For the last few weeks I got the opportunity to be involved in the Google Code-In 2014 program as a mentor for FOSSASIA (Thanks Andun Sameera!). It was challenging than I thought specially while doing a full time job. But was a great experience and I learned things myself with the students.

The program is almost over, with only the results are yet to be out.

FOSSASIA's co-admin Mario Behling initiated an interesting project at the start of the program to give students an opportunity to experience open source development culture. The project was to create a small website to hold FOSSASIA's students' and mentors' details. It came out to be a great success with a cute little website being created and more importantly a nice little community of students created around it.

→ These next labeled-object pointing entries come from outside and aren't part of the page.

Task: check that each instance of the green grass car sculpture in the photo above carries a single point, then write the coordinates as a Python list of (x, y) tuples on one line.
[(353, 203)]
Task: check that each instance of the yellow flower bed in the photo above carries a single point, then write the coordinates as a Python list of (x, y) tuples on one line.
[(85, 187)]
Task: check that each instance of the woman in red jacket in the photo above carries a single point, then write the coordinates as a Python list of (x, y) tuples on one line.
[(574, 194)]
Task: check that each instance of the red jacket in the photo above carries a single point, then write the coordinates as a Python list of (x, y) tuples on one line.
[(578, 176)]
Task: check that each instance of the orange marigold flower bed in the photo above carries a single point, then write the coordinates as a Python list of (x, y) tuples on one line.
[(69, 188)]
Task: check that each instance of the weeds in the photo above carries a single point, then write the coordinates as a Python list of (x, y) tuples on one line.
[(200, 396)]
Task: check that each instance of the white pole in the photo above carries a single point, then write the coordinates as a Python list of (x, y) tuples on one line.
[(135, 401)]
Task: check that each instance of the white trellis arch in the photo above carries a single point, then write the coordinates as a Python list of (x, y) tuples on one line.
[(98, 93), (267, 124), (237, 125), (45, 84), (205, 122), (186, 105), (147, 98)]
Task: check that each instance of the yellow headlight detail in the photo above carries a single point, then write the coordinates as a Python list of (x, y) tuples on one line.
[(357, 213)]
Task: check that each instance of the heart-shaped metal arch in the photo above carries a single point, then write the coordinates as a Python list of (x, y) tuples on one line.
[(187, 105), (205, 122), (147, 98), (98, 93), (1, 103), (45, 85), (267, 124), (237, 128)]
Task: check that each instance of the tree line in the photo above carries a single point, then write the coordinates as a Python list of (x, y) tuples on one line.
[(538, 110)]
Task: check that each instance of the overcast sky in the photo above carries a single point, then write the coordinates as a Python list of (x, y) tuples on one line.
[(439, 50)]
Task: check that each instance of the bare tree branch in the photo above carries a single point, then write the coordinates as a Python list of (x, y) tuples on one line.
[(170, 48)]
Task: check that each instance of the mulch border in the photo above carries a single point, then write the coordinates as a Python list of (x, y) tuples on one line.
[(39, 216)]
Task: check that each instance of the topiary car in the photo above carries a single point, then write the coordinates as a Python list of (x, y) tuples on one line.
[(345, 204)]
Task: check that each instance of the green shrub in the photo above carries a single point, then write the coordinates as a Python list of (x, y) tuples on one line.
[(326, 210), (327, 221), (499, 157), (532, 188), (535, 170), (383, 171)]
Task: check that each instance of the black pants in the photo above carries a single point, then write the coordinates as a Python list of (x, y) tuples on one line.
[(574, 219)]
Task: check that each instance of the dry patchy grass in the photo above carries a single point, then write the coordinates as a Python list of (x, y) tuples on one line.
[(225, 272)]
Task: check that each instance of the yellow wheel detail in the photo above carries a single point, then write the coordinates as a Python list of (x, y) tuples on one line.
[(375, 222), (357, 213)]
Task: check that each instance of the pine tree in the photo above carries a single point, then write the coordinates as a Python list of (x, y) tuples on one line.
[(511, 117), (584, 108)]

Usually there is a barrier you need to get past as a novice contributor, to get your first commit merged in to an open source project. The administrators would want you to follow annoying coding conventions, to "combine your 5 commits, solving a simple small bug into one big commit" or to "rebase your pull request on top of master". Until you continue contributing for some time and realize the importance of those, and start to appreciate them, they are just some annoyance that you have to deal with, on the way to get your work integrated.

We for this project initially made this barrier very very less challenging. We would merge pull requests if they do the job. This so that young student contributors don't feel discouraged and only until they get themselves started.

But having being well mentored at Google Summer of Code 2013 I wanted some niceties in our git commits. So I made learning them into a task.

The task was to learn how to make your local commits look nice before you push them to the repo. To make it more organized and can be evaluated, and hopefully fun, I built up a small set of commits with a interesting bit of a commit history; a story.

I added the set of commits to a Github repo that includes wrongly commited commit message and two commits that could look better sqashed into a bigger commit. Students are asked to clone the repo and then using git interactive rebase, make the commit history look better. The story of the commits and a set of instructions are given. Then they have to blog about there experience.

They came up with some great write ups! Some focused on the technical aspects and were of a tutorial point of view. Some were explaining the personal experience writers themselves got and were on a lighter, less technical, language. However all were great!

I think I got few students to learn something that will be valuable in their future careers and also one student to start blogging!

When I saw a set of commits that could be better organized in a pull request for any of FOSSASIA's repositories, from a student who completed this task, I asked them to make them better. Thanks to above task, they knew the terminology, and communication was easier. When I say squash these commits and reword the commit message to something like this, they knew what I was saying, and how to do that, and were happy to oblige.

We gradually made it harder and more challenging, bringing the barrier to the usual level, for students who hang around to complete more tasks.

This hopefully resulted in not only the finish product, but also the path towards it, to be in great shape.

Students managed to complete many more very valuable work for FOSSASIA.

It was fun working with them and I wish them an exciting and a fruitful future!